Every action taken inside your HubSpot account, logins, permission changes, data exports, setting modifications, gets recorded. The HubSpot audit log is where you find that record, and knowing how to use it matters more than most teams realize until something goes wrong. Whether you’re investigating a security incident, tracking down who changed a workflow, or preparing for a compliance review, audit logs give you the visibility you need.
If your organization uses HubSpot alongside training platforms like Axis LMS by Atrixware, keeping tabs on user activity across systems becomes even more critical. CRM data often flows into LMS platforms through integrations, and a clear audit trail on both sides helps you maintain accountability and meet regulatory requirements.
This guide walks you through how to access, read, and export your HubSpot audit logs step by step. You’ll learn where to find login history and account activity, how to filter the data that matters, and how to pull audit information through the API for more advanced use cases.

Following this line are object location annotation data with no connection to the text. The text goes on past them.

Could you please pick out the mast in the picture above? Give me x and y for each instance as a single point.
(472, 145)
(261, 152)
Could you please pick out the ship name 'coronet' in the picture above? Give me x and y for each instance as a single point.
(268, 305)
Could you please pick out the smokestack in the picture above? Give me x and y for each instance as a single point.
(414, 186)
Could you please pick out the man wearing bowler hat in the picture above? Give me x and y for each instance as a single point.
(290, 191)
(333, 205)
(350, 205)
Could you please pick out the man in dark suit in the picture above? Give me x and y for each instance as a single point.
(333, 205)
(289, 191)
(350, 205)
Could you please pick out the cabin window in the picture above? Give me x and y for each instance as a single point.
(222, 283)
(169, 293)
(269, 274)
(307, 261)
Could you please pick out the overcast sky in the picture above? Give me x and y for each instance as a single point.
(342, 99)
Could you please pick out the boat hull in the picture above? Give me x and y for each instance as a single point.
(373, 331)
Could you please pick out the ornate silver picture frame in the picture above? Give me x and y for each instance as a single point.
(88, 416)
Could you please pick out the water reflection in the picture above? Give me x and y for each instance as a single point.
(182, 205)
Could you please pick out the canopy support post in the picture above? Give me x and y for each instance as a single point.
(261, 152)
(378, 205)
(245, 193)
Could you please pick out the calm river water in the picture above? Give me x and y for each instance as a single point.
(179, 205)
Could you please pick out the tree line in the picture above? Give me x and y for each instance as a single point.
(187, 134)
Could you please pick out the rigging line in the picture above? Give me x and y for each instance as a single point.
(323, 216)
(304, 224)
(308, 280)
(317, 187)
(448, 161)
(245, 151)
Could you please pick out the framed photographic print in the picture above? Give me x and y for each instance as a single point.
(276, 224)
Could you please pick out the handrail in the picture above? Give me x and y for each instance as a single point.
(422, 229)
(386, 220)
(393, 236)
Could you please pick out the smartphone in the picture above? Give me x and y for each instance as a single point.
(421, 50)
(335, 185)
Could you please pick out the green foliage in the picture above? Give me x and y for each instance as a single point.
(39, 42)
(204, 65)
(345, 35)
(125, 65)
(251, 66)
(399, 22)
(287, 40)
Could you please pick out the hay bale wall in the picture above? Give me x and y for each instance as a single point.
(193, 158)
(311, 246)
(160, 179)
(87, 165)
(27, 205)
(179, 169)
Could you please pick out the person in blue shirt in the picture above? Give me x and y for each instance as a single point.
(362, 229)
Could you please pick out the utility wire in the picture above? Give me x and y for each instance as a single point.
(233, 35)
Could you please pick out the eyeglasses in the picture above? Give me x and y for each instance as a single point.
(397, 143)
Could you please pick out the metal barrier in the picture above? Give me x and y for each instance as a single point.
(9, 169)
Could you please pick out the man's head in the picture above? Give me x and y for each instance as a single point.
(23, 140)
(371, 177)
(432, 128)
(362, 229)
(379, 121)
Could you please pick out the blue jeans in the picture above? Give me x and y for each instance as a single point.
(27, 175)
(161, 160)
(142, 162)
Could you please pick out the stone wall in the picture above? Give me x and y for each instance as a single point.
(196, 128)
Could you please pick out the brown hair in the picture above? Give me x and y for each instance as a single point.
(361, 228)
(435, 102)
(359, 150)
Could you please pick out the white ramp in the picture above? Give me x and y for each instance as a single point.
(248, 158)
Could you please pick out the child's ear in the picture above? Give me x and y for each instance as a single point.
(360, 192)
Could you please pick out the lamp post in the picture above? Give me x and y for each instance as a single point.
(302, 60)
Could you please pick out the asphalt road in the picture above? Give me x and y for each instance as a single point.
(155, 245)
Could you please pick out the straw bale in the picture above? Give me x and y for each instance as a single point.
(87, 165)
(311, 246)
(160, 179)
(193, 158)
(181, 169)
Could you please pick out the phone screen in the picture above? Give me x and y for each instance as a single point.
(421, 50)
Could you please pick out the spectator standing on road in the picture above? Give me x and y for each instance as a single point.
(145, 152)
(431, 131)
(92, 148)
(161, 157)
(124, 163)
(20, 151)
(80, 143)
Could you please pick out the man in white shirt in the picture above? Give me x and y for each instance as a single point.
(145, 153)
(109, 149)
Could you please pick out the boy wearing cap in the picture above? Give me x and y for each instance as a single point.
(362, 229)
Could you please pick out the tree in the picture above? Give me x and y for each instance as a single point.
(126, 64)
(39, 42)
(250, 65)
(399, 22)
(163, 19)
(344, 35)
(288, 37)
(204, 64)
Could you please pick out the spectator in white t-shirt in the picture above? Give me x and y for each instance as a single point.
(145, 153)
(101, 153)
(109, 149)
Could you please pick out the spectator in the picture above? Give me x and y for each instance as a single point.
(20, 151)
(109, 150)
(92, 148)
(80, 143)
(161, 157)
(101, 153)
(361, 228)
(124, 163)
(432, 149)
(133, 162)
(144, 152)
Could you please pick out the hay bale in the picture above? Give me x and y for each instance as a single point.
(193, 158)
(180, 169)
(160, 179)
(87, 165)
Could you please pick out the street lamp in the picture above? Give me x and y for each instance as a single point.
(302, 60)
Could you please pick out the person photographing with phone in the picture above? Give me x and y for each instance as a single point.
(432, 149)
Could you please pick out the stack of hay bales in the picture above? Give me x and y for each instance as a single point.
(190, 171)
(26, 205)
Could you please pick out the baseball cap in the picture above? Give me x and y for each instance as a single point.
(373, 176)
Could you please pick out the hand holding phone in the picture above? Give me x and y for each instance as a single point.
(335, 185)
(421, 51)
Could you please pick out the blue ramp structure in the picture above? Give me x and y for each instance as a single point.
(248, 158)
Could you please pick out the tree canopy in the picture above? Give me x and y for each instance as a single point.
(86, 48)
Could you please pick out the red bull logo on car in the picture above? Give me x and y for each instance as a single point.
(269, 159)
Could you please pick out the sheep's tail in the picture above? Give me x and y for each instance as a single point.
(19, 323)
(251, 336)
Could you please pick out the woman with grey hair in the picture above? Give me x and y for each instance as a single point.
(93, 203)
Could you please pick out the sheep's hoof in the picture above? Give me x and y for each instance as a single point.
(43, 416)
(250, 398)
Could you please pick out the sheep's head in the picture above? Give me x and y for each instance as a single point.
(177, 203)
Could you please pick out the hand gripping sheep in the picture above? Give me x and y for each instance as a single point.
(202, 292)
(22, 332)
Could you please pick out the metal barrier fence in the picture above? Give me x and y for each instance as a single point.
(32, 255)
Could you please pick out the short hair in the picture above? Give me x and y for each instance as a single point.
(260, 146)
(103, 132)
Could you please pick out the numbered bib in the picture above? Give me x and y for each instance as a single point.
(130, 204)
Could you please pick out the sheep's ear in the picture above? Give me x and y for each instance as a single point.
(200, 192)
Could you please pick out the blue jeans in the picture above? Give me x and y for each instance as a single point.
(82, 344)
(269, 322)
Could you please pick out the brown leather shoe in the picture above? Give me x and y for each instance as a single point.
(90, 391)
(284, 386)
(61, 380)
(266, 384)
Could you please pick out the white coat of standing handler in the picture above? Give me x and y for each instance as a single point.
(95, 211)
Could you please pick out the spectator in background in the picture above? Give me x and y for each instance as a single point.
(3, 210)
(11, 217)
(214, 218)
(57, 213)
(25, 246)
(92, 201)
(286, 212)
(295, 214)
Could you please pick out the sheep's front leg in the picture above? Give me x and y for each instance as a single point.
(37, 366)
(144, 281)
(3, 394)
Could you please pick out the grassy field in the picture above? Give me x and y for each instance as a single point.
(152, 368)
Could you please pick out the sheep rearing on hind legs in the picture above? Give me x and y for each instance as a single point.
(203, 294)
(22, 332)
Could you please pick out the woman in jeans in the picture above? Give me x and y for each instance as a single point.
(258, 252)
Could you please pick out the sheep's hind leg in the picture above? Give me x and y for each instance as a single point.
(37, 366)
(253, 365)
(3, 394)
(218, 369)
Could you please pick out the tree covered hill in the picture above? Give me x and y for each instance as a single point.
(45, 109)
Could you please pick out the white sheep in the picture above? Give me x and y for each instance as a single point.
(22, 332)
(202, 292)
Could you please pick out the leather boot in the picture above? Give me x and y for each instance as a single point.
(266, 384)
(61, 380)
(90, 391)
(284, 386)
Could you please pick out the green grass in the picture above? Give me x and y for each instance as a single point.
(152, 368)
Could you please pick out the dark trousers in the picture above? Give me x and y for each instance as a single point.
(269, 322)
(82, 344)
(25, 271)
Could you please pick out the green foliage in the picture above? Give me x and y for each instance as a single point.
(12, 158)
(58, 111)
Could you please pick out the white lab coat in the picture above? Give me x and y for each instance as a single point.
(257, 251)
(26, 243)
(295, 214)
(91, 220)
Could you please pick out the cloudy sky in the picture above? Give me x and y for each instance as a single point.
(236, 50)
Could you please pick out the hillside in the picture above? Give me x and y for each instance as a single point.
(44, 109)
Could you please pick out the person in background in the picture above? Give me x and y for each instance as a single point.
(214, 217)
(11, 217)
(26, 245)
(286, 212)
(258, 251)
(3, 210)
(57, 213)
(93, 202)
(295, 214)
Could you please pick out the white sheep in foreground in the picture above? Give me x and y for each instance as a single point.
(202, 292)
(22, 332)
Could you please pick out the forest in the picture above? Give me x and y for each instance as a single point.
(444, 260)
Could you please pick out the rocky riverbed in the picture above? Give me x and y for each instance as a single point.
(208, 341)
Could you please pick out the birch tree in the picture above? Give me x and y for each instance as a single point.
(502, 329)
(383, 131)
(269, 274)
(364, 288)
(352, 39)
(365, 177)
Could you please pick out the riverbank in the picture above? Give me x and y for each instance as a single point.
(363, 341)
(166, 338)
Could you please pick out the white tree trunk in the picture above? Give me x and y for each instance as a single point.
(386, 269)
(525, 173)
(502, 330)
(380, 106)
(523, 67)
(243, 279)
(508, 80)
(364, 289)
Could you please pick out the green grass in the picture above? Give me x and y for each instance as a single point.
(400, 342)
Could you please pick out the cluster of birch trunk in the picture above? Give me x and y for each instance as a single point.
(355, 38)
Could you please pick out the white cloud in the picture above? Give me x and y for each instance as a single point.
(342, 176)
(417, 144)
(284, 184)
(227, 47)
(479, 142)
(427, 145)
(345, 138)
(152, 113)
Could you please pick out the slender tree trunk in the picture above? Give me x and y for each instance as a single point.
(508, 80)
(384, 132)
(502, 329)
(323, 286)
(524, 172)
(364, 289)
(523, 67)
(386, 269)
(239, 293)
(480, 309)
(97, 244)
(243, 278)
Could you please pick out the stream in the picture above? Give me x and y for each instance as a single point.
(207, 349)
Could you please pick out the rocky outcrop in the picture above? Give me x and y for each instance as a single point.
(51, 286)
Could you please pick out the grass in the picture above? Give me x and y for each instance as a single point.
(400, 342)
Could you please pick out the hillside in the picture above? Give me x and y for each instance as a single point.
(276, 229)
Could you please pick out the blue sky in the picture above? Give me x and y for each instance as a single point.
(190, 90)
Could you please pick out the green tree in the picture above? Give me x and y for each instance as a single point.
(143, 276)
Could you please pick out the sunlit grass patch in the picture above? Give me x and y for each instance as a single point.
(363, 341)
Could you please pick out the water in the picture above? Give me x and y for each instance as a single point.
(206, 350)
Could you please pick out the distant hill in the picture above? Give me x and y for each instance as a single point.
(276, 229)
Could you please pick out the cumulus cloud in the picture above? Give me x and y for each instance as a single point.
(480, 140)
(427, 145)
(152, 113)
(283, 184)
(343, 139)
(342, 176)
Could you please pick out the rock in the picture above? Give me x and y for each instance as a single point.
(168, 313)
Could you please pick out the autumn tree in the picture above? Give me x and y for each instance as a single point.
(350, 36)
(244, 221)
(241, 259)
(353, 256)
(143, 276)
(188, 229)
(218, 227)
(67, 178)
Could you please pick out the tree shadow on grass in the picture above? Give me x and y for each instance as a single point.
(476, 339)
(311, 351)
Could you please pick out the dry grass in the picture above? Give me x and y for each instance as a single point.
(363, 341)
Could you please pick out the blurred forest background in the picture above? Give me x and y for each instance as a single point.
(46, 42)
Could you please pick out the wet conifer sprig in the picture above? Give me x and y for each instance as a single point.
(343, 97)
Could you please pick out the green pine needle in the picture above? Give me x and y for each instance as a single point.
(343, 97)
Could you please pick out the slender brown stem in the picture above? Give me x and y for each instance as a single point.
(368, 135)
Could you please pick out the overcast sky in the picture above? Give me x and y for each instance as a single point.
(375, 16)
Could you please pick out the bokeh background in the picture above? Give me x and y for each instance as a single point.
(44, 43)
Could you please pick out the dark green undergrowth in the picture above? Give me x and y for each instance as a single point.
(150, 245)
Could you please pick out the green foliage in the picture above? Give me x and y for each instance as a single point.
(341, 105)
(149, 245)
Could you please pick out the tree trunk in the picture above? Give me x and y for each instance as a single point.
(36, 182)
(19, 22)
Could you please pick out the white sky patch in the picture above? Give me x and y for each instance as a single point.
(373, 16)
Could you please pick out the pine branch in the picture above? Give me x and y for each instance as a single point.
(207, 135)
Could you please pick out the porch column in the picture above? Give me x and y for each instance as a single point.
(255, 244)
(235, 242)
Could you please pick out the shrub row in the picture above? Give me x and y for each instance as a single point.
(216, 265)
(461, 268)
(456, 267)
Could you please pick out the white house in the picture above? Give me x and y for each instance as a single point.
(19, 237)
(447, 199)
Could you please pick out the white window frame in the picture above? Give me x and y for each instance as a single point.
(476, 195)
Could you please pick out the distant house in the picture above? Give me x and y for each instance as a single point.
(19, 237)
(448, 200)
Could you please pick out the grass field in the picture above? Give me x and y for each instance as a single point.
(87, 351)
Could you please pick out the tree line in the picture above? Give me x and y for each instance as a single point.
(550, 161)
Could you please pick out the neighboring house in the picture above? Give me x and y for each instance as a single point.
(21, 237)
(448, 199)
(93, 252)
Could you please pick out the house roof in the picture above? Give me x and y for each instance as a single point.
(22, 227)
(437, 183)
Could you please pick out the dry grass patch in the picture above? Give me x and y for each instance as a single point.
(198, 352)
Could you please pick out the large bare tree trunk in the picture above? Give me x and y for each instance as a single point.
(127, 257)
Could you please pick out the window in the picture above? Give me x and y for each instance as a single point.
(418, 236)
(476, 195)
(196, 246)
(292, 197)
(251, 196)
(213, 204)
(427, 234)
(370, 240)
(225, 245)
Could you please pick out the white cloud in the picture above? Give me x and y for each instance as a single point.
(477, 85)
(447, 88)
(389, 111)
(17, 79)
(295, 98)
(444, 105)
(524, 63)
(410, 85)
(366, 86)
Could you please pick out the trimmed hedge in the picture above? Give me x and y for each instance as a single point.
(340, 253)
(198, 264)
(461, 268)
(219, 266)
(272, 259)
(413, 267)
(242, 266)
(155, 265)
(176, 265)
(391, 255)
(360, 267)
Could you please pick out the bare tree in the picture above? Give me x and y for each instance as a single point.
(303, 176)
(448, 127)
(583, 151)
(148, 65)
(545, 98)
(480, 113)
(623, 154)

What HubSpot audit logs track and who can access them
The HubSpot audit log captures a running record of actions taken inside your account, giving you a timestamped history of who did what and when. Before you can use it effectively, you need to understand what it actually covers and whether your subscription gives you access to it. Both of those details directly shape how far you can dig into your account history and what kind of compliance evidence you can produce.
What the audit log records
HubSpot’s audit log focuses on administrative and security-related events rather than every contact update or deal stage change. That distinction matters because teams sometimes open the audit log expecting to find granular CRM edits, then get confused when those aren’t there. For individual property changes on contacts or companies, HubSpot’s property history and activity timeline are the right tools. The audit log operates at a higher level and is built for security monitoring and compliance reviews.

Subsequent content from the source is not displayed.